L’Istituto di Servizi per il Mercato Agricolo Alimentare, meglio noto come ISMEA, ha analizzato il mercato dell’olio extravergine d’oliva italiano e la relativa produzione. Sembra che a partire dal 2018 il Belpaese abbia assistito ad un dimezzamento della produzione che è passata da quasi cinquecentomila tonnellate nel 2017 a meno di duecentomila nel 2018. Si tratta del peggior risultato dal degli ultimi dodici anni assieme al 2016. A questa flessione, tuttavia, si è accompagnata l’impennata dei prezzi e l’aumento di domanda provocando una crisi nel settore a cui le aziende agricole devono far fronte. L’Italia, quindi, è scesa al terzo posto della classifica dei maggiori Paesi produttori e, quindi, esportatori nel mondo. Se volessimo interpretare questo dato con occhi critici potremmo considerare che la produzione nostrana non abbia voluto cedere il passo alle produzioni industriali intensive, difendendo e mantenendo le tecniche tradizionali per rispondere ad una domanda sempre più esigente.

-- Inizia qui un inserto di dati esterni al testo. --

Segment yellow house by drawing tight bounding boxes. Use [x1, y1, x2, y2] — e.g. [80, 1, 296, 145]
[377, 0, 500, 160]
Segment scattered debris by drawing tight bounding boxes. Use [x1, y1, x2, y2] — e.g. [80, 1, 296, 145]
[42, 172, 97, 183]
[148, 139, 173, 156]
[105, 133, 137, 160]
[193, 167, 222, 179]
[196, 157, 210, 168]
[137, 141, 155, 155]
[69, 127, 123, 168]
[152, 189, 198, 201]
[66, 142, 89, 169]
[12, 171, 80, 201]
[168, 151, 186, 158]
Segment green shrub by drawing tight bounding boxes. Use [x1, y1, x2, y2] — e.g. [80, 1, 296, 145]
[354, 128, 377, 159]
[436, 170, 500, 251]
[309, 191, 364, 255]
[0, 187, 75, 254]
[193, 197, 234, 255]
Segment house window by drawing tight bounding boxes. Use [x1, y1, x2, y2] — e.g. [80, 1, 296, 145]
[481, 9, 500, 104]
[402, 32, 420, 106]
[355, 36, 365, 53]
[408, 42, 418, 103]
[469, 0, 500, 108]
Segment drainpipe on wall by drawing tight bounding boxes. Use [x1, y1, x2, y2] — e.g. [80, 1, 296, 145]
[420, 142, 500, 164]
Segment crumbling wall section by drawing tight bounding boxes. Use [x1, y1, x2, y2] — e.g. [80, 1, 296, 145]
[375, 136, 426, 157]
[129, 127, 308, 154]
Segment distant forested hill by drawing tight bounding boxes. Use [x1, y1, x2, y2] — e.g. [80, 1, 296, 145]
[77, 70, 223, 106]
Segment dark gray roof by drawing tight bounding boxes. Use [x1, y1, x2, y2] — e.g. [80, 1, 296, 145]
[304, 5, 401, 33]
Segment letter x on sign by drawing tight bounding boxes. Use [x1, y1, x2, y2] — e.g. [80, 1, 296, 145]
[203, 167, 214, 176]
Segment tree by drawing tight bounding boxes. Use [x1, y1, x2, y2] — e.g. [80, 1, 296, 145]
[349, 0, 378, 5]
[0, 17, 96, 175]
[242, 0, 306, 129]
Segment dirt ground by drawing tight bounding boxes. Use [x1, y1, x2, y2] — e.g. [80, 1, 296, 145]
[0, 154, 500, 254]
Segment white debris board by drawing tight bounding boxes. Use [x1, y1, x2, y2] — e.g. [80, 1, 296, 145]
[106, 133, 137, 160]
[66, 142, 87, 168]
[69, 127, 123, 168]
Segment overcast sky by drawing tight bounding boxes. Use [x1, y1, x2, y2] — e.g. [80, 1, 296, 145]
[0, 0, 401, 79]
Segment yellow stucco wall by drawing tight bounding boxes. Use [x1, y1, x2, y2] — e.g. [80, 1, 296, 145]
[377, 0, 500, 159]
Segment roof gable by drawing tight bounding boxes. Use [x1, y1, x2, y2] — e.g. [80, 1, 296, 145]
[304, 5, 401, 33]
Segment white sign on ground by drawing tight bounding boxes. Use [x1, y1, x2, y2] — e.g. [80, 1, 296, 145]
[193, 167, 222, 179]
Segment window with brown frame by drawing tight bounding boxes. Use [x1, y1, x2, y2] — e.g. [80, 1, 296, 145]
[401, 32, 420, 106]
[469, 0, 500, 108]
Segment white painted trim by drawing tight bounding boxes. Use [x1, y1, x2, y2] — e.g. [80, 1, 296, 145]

Nonostante il pregio della produzione ed il valore apprezzato e riconosciuto a livello internazionale gli oli italiani rischiano di finire ai margini delle esportazioni europee per via di sopraggiunti competitor che hanno raddoppiato le proprie produzioni. Stiamo parlando di Spagna, Grecia e Portogallo, tre realtà storicamente note per le loro rispettive produzioni ma che hanno saputo superare gli ostacoli dell’export meglio delle realtà locali. Se è vero che la crisi non aiuta e che la commercializzazione dell’olio low cost abbia eroso enormi quote di mercato, è vero anche che la
produzione italiana non è mai stata in crisi dal punto di vista della sua qualità considerata la migliore al mondo. Quindi le nostre aziende agricole hanno saputo mantenere intatte le procedure di produzione artigianali senza mai “peggiorare” in favore della commercializzazione. Tutto ciò si è tradotto in un’arma a doppio taglio che rischia di mettere in crisi il settore. La radicalizzazione territoriale delle aziende agricole produttrici sicuramente alimenta il turismo enogastronomico ma attrae più all’esterno che all’interno. Cosa possiamo fare per mantenere alti gli standard qualitativi del nostro olio nel mondo? Sicuramente conviene acquistare olio artigianale a filiera corta, prediligendo il gusto piccante e amarognolo quale garanzia di indiscussa qualità.